In quello stesso biennio 1938-1940 l’esaltazione di Leonardo divenne di fatto una moda e mania collettiva che fu cavalcata anche dalle frange più estreme del regime. A tal proposito ne «La Difesa della Razza» comparvero una serie di articoli a tema artistico dedicati proprio a Leonardo, dove la strumentalizzazione sciovinista si colorò anche di tinte antisemite e perversioni interpretative. Già nel 1938 era comparso il breve articolo Come Israele insudicia il genio di Leonardo, atto di accusa contro la nota interpretazione di Freud sul sogno raccontato da Leonardo riguardo al nibbio. Nel 1939, anche in riferimento alla mostra milanese, nella rubrica “la razza e l’arte” la polemica dei redattori si indirizzò verso La favola dell’europeismo e Leonardo italiano, ovvero verso la tendenza degli studi dalla seconda metà dell’Ottocento in poi, di scippare l’italianità dell’artista a discapito di una sovra-nazionalità europea. Nel 1940, in un climax ascendente di strumentalizzazione interpretativa, comparve un nuovo articolo dall’emblematico titolo Leonardo pittore razzista, dove venne presentata un’analisi del Cenacolo improntata alla presunta diligenza leonardiana nell’aver riprodotto nei volti degli apostoli caratteri somatici “biologicamente” ebraici.

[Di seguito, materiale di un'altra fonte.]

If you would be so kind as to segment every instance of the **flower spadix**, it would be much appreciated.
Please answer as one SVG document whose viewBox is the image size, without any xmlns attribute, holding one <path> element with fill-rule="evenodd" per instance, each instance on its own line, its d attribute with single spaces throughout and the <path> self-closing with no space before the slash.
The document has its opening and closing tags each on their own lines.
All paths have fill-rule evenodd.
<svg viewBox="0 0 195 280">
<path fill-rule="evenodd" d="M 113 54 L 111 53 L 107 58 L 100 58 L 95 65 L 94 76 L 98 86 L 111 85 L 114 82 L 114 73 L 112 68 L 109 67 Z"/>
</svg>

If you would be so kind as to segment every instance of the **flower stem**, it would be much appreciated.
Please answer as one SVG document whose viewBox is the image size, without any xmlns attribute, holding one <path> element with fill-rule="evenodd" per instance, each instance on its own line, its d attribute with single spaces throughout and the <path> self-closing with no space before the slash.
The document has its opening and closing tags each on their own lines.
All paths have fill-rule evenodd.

Con l’entrata in guerra dell’Italia continuò l’utilizzo politico di Leonardo, protagonista, grazie all’interessamento del ministro della Cultura Popolare Alessandro Pavolini, di una leonardesca americana, organizzata dal Rockefeller Center nel Museum of Science and Industry di New York nel luglio 1940 con i modelli della mostra del 1939. Questi stessi modelli presero poi la via di Tokio, dove furono esposti – suscitando grande stupore – nel 1942, in piena guerra mondiale. Fu il loro ultimo viaggio: la nave che che dal Giappone li riportava in Italia fu colpita e affondata, in una sinistra e simbolica fine, per mano di quel conflitto così acclamato, della strumentalizzazione retorica di Leonardo come grande “genio italico”.

Articolo pubblicato nel settembre del 2019.